The study confirms what heart surgeon Dr. David Allen says in this video: http://youtu.be/Kvwz9WyI3OM

And yes the whole plant with its variations of cannabinoids may not be the best way to go. Or it may be. That can be offset with analysis: http://classicalvalues.com/2013/02/cbd- ... -analysis/

The problem we have is that the Federal Government will only fund research that sets out to prove that cannabis is bad. Which is why for now we have to rely mostly on anecdote and mice and other countries.

Look at what a researcher notorious for his anti-cannabis attitude has to say:

The new findings "were against our expectations," said Donald Tashkin of the University of California at Los Angeles, a pulmonologist who has studied marijuana for 30 years.

"We hypothesized that there would be a positive association between marijuana use and lung cancer, and that the association would be more positive with heavier use," he said. "What we found instead was no association at all, and even a suggestion of some protective effect."
http://www.washingtonpost.com/wp-dyn/co ... 01729.html

There was a study on cannabis and cancer in '74 (mice again) that the government did its best to cover up. Subsequently outlaw pharmacists have been touting cannabis as a cancer cure in humans and getting results in uncontrolled studies. Why no controlled studies? Well it would definitely have an adverse effect on prohibition funding.

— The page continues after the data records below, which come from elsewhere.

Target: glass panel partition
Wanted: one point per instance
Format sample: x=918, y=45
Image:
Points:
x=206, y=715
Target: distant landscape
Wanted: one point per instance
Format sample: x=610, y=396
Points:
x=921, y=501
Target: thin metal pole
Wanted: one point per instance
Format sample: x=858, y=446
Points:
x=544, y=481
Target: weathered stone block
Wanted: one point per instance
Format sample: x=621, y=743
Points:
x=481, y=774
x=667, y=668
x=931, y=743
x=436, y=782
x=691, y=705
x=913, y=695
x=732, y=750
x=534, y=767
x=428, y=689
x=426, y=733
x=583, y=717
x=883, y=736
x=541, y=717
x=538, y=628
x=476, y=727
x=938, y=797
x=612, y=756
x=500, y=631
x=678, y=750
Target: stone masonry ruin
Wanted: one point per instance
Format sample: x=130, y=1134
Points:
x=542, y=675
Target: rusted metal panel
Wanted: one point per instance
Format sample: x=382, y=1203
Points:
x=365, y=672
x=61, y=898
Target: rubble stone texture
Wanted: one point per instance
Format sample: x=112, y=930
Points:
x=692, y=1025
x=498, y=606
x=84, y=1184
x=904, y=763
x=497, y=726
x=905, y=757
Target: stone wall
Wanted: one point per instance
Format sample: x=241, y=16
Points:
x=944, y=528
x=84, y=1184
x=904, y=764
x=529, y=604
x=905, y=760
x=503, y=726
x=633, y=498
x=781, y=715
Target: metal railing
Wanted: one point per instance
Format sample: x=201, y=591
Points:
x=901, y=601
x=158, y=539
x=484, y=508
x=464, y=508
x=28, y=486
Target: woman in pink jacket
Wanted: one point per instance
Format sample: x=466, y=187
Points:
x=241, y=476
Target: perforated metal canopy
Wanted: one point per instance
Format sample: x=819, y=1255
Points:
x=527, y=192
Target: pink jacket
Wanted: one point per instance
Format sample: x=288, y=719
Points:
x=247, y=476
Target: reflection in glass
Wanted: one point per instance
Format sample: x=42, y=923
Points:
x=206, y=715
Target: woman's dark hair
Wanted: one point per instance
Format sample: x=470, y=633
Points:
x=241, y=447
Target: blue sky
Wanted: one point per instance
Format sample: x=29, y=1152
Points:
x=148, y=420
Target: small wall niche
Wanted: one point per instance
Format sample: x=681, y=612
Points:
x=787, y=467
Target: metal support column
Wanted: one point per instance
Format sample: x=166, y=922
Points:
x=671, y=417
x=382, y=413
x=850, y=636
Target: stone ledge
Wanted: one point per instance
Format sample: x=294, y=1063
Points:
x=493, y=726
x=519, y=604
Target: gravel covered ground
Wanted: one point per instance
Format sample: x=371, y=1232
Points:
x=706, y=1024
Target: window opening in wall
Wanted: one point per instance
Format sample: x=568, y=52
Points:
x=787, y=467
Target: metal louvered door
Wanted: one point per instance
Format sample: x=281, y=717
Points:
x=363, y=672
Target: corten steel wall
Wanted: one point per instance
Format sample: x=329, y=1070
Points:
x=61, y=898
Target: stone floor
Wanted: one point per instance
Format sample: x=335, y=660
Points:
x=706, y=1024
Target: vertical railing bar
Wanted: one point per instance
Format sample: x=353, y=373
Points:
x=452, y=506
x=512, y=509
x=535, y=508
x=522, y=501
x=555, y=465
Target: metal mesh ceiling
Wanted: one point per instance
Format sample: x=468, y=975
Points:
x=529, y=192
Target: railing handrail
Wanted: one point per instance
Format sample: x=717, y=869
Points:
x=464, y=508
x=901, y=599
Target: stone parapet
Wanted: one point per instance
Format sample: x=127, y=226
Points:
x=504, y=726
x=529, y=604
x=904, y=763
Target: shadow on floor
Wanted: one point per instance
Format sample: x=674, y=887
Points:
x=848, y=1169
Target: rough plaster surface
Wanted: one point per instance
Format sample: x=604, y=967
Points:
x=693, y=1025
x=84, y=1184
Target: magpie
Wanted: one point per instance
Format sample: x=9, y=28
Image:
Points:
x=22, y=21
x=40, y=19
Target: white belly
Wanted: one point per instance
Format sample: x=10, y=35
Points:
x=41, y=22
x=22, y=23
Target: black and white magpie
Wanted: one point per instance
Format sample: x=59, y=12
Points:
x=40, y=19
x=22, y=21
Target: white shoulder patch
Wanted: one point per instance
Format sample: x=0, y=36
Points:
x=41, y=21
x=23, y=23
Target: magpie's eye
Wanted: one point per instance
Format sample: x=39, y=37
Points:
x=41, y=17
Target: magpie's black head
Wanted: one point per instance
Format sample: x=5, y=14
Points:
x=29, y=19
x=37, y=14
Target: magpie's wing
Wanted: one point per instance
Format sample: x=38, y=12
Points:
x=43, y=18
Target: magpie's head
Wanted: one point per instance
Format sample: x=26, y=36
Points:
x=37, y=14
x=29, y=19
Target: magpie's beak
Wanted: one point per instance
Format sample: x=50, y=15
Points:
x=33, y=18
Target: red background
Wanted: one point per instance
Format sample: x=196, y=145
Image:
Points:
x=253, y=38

http://patients4medicalmarijuana.wordpr ... ince-1974/

But there other studies: http://www.nih.gov/ - search - endocannabinoid - along with your specific area of interest - endocannabinoid heart - in this case. For the - endocannabinoid heart - search there are about 27,500 results.

The people promoting prohibition will have a LOT to answer for as this information gets more widely known. "A crime against humanity" is a very mild way of putting it.